Учиться оказалось нетрудно. Я выбрала англоязычную литературу — самое увлекательное из того, что имелось. Не то чтобы схватывала все на лету, но сам процесс неизбежной зубрежки не напрягал, даже нравился. Пригодился инглиш, которым родители пичкали меня с четырех лет. К тому же в цивилизованной стране, коей без сомнения являлась Англия, оказалась замечательно развитой фармацевтика: можно было приобрести таблетки, благодаря которым хватало трех-четырех часов сна в сутки, а остальное время оставалось на учебу и развлечения.
Я очень надеялась, что Рину рано или поздно надоест шляться по свету и он вернется домой. Чтобы скорее увидеться, решила сдавать экстерном и вместо пяти лет потратить на обучение только три. (Надо сказать, попотеть и попыхтеть для этого, а также побегать по начальству пришлось изрядно.) Последние месяцы, когда Рин уже был в Москве, тянуло домой нестерпимо, и спасала только учеба и суточное просиживание в библиотеках.
Родители, по пути к новой родине завернули ко мне и оформили столичную недвижимость на мою персону, объяснив, что старший братец слишком ненадежен. Не скрою, меня это порадовало: быть единовластной хозяйкой особняка!.. И еще сильнее захотелось домой.
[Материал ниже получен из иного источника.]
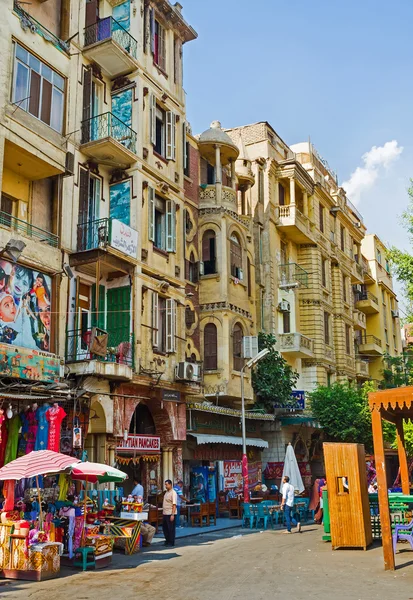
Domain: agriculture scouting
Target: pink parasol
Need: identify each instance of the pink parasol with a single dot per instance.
(38, 462)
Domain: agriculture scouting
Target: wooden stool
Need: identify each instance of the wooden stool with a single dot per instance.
(83, 561)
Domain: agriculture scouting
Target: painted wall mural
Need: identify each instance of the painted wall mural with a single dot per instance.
(25, 301)
(120, 197)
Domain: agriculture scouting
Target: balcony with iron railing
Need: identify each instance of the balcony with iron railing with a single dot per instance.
(295, 344)
(366, 302)
(107, 234)
(368, 344)
(294, 224)
(111, 46)
(98, 352)
(27, 230)
(292, 275)
(359, 320)
(107, 139)
(362, 369)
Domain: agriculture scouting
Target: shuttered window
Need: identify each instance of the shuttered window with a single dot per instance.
(236, 257)
(210, 347)
(38, 89)
(209, 252)
(237, 336)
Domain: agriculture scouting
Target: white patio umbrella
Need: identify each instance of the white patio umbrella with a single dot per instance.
(291, 469)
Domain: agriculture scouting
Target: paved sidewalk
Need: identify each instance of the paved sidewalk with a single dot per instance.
(234, 564)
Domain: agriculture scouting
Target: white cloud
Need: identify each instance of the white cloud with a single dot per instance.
(375, 160)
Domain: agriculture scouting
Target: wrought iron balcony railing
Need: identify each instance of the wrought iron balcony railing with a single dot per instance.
(119, 349)
(292, 275)
(358, 296)
(110, 29)
(28, 230)
(107, 125)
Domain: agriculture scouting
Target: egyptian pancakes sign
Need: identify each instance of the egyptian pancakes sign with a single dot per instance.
(144, 444)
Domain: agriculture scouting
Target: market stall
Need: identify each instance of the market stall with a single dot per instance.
(30, 543)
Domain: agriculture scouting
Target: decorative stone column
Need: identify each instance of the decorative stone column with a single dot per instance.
(218, 175)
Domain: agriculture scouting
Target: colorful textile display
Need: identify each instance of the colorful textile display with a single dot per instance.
(54, 416)
(32, 430)
(43, 428)
(13, 427)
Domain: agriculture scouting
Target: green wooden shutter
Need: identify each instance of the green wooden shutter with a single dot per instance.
(98, 316)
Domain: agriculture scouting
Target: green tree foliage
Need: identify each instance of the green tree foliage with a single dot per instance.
(402, 262)
(342, 411)
(272, 379)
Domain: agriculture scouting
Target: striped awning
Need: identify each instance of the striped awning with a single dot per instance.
(206, 438)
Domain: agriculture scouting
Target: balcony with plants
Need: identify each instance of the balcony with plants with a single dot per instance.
(108, 140)
(110, 45)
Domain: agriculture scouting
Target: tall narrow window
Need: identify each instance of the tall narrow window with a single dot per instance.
(324, 272)
(321, 218)
(210, 347)
(286, 322)
(327, 327)
(209, 252)
(236, 257)
(348, 345)
(281, 194)
(237, 336)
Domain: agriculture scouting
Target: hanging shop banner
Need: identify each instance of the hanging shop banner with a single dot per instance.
(148, 444)
(124, 238)
(25, 300)
(233, 475)
(30, 364)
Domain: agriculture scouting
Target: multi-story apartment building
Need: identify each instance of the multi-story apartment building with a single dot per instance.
(125, 237)
(377, 299)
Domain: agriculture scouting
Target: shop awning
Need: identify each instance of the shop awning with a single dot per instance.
(304, 420)
(206, 438)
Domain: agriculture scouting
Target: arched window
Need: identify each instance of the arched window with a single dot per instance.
(209, 257)
(192, 269)
(142, 421)
(237, 336)
(210, 347)
(236, 257)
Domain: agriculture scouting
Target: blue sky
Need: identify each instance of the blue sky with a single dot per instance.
(339, 72)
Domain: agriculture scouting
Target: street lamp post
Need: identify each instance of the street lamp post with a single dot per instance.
(253, 361)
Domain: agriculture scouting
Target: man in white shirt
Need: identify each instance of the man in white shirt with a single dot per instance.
(287, 505)
(138, 489)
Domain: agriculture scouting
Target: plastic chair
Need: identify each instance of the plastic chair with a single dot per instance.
(262, 515)
(84, 554)
(403, 532)
(248, 514)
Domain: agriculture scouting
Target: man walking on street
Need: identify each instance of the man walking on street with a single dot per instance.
(169, 514)
(287, 505)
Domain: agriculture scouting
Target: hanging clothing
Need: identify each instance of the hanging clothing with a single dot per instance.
(8, 492)
(55, 416)
(13, 427)
(3, 443)
(43, 427)
(25, 430)
(32, 430)
(63, 484)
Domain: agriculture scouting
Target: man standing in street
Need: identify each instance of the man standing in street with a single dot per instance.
(169, 514)
(287, 505)
(179, 493)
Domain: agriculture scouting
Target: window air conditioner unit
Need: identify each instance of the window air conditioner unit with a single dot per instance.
(284, 306)
(185, 371)
(249, 346)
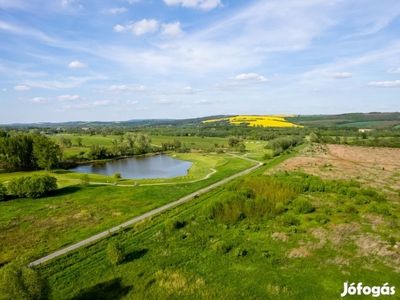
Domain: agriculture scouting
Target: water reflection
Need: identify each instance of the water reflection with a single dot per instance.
(158, 166)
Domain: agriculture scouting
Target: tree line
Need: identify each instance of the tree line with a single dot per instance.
(25, 152)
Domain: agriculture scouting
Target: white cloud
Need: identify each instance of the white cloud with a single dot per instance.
(132, 102)
(68, 97)
(66, 3)
(21, 88)
(251, 77)
(77, 65)
(116, 10)
(341, 75)
(164, 101)
(394, 71)
(88, 105)
(202, 101)
(188, 90)
(143, 26)
(119, 28)
(385, 84)
(127, 88)
(38, 100)
(172, 29)
(200, 4)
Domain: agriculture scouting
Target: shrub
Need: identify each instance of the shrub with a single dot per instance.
(2, 192)
(303, 206)
(17, 281)
(33, 187)
(290, 219)
(115, 252)
(174, 224)
(350, 209)
(85, 181)
(221, 247)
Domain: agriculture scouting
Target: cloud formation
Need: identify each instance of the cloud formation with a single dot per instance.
(394, 71)
(127, 88)
(116, 10)
(199, 4)
(21, 88)
(88, 105)
(77, 65)
(68, 97)
(143, 26)
(172, 29)
(385, 84)
(342, 75)
(38, 100)
(251, 77)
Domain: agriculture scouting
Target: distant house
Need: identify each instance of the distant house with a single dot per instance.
(364, 130)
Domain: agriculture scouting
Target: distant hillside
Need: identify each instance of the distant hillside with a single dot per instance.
(359, 120)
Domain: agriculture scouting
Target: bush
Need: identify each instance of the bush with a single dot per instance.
(115, 252)
(85, 181)
(289, 219)
(174, 224)
(17, 281)
(32, 187)
(221, 247)
(2, 192)
(303, 206)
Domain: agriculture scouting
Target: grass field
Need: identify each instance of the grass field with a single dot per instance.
(263, 121)
(268, 258)
(39, 226)
(192, 142)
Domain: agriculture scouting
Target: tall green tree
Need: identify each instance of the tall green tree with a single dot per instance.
(115, 252)
(46, 152)
(3, 192)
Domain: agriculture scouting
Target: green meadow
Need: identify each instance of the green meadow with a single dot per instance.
(282, 236)
(37, 227)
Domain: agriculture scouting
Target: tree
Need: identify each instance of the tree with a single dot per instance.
(79, 141)
(115, 252)
(32, 187)
(2, 192)
(45, 152)
(18, 281)
(85, 181)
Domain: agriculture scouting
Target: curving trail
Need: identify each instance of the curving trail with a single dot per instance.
(146, 215)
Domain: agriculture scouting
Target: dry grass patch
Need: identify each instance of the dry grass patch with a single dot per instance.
(375, 167)
(299, 252)
(279, 236)
(176, 282)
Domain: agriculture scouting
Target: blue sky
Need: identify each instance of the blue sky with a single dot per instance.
(67, 60)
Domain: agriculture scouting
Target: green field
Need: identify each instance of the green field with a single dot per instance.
(40, 226)
(294, 253)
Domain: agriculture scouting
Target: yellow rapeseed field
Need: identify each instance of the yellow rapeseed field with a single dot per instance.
(264, 121)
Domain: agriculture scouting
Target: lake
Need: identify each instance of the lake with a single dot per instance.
(158, 166)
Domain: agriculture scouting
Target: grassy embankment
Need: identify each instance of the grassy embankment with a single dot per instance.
(260, 237)
(39, 227)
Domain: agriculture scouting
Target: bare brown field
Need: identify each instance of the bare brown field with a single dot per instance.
(375, 167)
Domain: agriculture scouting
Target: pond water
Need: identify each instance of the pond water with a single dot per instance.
(158, 166)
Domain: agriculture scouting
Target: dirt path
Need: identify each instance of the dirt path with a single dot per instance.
(146, 215)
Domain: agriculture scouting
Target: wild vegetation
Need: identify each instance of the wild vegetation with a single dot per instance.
(282, 236)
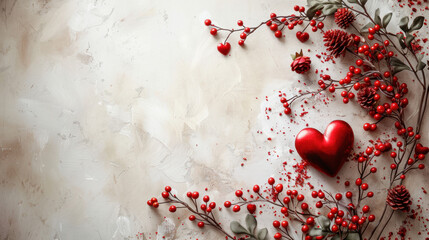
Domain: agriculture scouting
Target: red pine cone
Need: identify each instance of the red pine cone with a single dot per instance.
(366, 97)
(337, 41)
(398, 198)
(301, 64)
(344, 17)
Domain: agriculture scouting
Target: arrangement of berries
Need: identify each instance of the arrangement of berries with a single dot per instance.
(374, 84)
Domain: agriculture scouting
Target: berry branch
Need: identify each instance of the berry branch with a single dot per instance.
(373, 82)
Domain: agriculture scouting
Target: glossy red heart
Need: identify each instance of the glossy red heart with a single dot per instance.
(302, 36)
(326, 152)
(224, 48)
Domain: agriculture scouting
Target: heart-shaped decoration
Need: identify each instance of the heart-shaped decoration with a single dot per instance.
(421, 150)
(224, 48)
(326, 152)
(302, 36)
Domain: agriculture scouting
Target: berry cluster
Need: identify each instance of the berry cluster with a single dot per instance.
(373, 82)
(275, 23)
(343, 217)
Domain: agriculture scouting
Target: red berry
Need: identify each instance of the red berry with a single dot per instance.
(251, 208)
(279, 187)
(284, 210)
(305, 228)
(368, 151)
(276, 224)
(274, 27)
(236, 208)
(165, 194)
(367, 127)
(172, 208)
(286, 200)
(338, 196)
(377, 27)
(256, 188)
(349, 194)
(285, 224)
(304, 206)
(195, 195)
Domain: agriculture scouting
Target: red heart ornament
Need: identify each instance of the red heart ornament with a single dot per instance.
(302, 36)
(326, 152)
(224, 48)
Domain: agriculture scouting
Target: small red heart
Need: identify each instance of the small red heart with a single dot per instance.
(421, 150)
(251, 208)
(224, 48)
(302, 36)
(326, 152)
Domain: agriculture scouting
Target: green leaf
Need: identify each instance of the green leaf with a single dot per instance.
(352, 236)
(400, 38)
(420, 66)
(403, 23)
(386, 19)
(377, 18)
(237, 228)
(365, 28)
(417, 23)
(262, 234)
(314, 232)
(251, 222)
(324, 222)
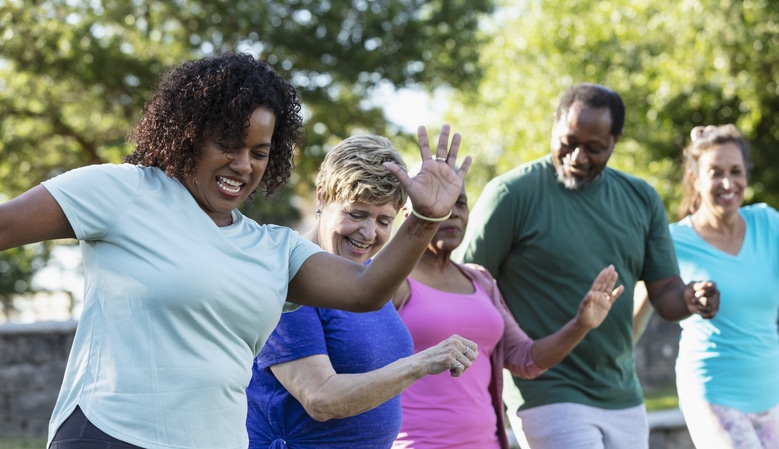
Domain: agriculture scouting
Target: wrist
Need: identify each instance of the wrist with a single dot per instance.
(430, 219)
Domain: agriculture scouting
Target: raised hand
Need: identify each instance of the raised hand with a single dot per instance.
(435, 188)
(455, 354)
(596, 304)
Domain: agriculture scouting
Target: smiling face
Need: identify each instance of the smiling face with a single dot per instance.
(721, 179)
(223, 178)
(354, 230)
(581, 145)
(452, 230)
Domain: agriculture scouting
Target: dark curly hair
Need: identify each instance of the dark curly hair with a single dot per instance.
(594, 96)
(213, 98)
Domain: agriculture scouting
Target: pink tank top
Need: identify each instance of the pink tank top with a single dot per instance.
(441, 411)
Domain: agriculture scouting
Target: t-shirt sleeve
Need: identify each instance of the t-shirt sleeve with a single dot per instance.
(660, 259)
(299, 334)
(94, 197)
(301, 250)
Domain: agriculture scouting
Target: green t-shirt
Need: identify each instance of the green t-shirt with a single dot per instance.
(545, 245)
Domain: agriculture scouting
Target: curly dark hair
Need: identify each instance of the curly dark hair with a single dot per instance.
(594, 96)
(213, 98)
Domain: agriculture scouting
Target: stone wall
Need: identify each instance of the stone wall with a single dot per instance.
(32, 363)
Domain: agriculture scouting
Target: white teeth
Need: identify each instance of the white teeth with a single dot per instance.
(230, 182)
(225, 185)
(356, 244)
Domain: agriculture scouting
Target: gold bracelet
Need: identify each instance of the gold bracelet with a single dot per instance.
(434, 220)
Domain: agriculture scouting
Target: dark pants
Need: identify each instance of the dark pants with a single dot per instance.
(78, 433)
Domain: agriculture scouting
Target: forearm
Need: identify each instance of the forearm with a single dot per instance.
(345, 395)
(550, 350)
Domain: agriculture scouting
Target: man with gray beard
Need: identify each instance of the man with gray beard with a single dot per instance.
(544, 230)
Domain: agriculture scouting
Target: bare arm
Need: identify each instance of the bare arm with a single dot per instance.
(326, 394)
(642, 310)
(326, 280)
(33, 216)
(674, 301)
(593, 309)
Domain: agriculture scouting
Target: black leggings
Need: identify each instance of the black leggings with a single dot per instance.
(78, 433)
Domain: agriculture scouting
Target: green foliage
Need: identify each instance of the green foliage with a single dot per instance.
(74, 74)
(677, 64)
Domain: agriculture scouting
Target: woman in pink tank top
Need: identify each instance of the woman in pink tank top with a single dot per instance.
(441, 298)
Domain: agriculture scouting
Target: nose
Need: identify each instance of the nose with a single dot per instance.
(577, 155)
(240, 161)
(369, 229)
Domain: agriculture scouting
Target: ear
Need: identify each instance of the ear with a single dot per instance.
(692, 178)
(319, 197)
(406, 210)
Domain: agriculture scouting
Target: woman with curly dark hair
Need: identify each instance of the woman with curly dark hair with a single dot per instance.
(181, 289)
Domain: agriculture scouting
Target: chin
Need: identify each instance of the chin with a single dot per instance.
(569, 181)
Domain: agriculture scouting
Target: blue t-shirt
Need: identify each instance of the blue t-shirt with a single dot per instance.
(733, 358)
(355, 343)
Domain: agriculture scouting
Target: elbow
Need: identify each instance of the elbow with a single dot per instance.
(319, 413)
(322, 408)
(367, 304)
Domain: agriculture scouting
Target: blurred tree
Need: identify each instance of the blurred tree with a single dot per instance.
(74, 74)
(677, 64)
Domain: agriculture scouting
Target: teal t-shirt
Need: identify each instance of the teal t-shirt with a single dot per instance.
(175, 308)
(545, 245)
(733, 358)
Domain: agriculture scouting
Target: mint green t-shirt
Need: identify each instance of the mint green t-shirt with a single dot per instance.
(175, 308)
(545, 245)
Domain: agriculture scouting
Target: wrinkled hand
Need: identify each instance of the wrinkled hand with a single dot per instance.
(455, 354)
(702, 298)
(435, 188)
(596, 304)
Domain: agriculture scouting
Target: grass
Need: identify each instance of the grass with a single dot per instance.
(662, 398)
(22, 443)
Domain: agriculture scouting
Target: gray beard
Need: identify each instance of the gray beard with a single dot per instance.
(570, 182)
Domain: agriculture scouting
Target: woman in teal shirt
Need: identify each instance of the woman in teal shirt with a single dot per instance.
(727, 366)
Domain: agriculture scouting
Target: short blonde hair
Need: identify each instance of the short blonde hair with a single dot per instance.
(702, 139)
(352, 171)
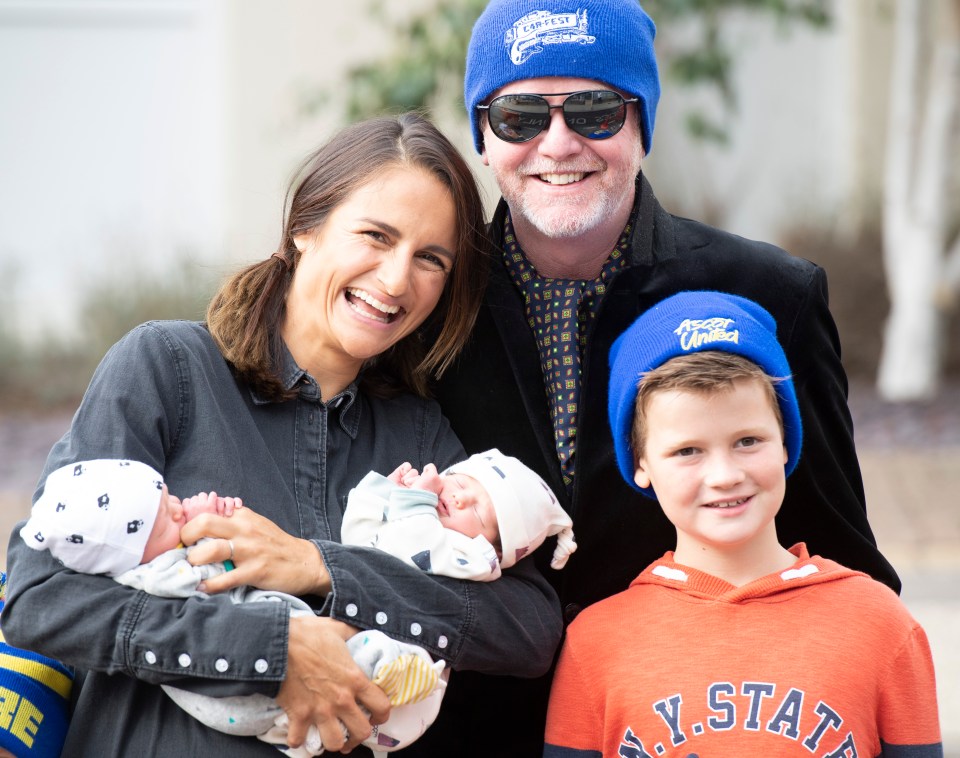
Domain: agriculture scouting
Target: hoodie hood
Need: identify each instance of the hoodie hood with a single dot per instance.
(806, 571)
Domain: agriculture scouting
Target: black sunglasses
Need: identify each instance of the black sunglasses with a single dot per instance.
(594, 114)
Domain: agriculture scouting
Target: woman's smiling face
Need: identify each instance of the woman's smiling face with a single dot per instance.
(372, 273)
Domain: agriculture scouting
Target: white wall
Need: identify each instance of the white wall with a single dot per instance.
(109, 145)
(132, 130)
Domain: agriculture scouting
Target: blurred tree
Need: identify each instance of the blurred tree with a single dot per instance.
(922, 265)
(425, 63)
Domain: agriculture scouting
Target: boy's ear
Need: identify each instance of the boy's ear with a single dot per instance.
(640, 476)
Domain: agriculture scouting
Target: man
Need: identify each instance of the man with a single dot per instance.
(583, 247)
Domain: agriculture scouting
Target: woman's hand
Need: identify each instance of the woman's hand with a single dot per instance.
(263, 554)
(325, 687)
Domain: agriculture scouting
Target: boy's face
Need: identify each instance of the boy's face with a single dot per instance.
(165, 534)
(465, 506)
(716, 462)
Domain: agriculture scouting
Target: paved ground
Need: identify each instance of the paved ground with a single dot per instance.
(910, 457)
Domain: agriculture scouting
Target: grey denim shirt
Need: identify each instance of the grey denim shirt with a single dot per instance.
(164, 395)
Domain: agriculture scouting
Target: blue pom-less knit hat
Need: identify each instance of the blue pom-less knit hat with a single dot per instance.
(692, 322)
(609, 41)
(36, 694)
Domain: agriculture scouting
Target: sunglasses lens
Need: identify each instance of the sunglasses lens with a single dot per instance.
(518, 118)
(597, 114)
(594, 114)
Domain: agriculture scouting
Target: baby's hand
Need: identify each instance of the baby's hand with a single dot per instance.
(429, 480)
(401, 474)
(227, 505)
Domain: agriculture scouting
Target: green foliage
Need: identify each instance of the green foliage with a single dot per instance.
(427, 54)
(53, 372)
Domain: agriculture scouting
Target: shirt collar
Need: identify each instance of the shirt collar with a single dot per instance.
(293, 376)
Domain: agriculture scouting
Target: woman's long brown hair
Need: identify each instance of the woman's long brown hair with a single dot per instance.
(246, 314)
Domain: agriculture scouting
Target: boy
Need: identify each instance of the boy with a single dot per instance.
(735, 646)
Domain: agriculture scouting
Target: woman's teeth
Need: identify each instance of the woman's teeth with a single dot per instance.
(366, 297)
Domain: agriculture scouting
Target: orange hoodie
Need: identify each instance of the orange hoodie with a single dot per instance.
(818, 660)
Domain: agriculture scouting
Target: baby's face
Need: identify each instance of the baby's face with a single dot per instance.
(464, 506)
(165, 534)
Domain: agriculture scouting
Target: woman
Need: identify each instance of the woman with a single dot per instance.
(310, 371)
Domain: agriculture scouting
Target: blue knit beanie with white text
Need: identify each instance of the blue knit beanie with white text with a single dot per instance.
(609, 41)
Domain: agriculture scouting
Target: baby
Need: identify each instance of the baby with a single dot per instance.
(116, 517)
(470, 521)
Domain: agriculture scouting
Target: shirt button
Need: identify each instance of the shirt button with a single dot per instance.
(571, 611)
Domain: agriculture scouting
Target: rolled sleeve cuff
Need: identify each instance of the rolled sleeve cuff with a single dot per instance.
(369, 590)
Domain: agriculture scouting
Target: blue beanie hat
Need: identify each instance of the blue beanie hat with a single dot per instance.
(692, 322)
(609, 41)
(36, 692)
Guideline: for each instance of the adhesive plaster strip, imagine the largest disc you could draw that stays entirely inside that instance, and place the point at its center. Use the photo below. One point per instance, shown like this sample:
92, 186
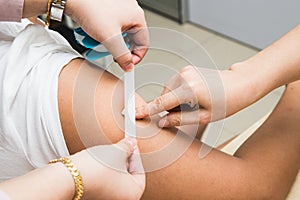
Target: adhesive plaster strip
129, 102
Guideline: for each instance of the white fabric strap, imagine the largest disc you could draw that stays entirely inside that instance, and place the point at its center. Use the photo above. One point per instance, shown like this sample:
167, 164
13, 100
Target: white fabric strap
129, 102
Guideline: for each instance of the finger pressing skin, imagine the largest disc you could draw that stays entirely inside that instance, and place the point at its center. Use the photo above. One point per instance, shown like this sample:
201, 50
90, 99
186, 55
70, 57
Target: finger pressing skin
185, 118
161, 103
172, 84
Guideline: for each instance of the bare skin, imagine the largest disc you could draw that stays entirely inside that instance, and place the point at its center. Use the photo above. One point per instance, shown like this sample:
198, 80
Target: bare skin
263, 168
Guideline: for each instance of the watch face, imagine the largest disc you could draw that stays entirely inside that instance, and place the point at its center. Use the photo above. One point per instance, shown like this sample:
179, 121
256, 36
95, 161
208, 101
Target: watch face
57, 10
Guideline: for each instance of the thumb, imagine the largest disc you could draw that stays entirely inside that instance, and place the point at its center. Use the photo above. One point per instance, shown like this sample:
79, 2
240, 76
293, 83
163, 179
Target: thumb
127, 145
125, 61
119, 50
136, 168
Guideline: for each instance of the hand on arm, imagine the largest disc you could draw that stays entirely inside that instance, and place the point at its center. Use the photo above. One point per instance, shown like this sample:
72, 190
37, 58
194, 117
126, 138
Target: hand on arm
105, 21
100, 180
243, 84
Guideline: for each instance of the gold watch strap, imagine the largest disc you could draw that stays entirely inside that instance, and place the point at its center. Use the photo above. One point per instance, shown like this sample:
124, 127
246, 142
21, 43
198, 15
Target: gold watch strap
75, 174
55, 10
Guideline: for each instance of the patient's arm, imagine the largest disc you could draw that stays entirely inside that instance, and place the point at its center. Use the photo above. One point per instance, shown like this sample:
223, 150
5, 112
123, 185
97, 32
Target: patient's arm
263, 168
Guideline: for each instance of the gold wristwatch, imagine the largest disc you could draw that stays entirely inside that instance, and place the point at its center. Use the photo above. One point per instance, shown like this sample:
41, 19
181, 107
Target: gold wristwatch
57, 9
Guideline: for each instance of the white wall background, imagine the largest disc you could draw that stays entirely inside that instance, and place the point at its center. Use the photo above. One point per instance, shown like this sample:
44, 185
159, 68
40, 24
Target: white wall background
254, 22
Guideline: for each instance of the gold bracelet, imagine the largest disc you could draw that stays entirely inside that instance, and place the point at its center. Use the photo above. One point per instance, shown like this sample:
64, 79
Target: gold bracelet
75, 174
55, 10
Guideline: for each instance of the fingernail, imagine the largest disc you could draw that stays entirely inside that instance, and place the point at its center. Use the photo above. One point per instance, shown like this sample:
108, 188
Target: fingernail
141, 111
129, 67
132, 141
163, 123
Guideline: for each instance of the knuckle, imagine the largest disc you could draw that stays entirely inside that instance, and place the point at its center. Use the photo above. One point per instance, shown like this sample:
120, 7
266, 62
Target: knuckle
205, 118
175, 120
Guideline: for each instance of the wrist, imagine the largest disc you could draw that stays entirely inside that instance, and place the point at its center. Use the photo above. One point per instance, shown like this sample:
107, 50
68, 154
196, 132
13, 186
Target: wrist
34, 8
86, 164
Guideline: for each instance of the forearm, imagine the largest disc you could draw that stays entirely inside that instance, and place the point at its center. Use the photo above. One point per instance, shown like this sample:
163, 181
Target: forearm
34, 8
50, 182
99, 96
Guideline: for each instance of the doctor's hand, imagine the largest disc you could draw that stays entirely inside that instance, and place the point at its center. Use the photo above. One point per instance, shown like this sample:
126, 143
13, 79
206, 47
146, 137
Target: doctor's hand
106, 20
199, 96
111, 171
В университете я ни с кем не сошлась близко — ни с мальчиками, которые видели во мне прилежную серую мышку (как припечатал когда-то Рин, видимо, на века), ни с девочками, для которых даже по прошествии трех лет оставалась чужой. Впрочем, учись я в престижном вузе на родине, точно так же не смешалась бы с веселой студенческой массой, имея с ней слишком мало точек соприкосновения: не курила травку и не жевала «экстази», не прокалывала ноздри и пупок, была равнодушна к политике, слабо разбиралась в современной музыке. Вместо того чтобы пойти на модный авангардистский спектакль типа «Монологов вагины», бродила вдоль каналов, по стриженным в полоску лужайкам (высота травы чуть превышала ворс паласа), впитывая обступившую со всех сторон любимую готику — иглистую и сухую, цвета песка в сумерки. Звон ритуального колокола «Большой Том», каждый вечер раздававшийся во дворе Кардинального колледжа, казался милее и панк- и фольк-рока, а главная библиотека манила к себе каждый день помимо мудрых фолиантов еще и тем, что напоминала огромный готический храм.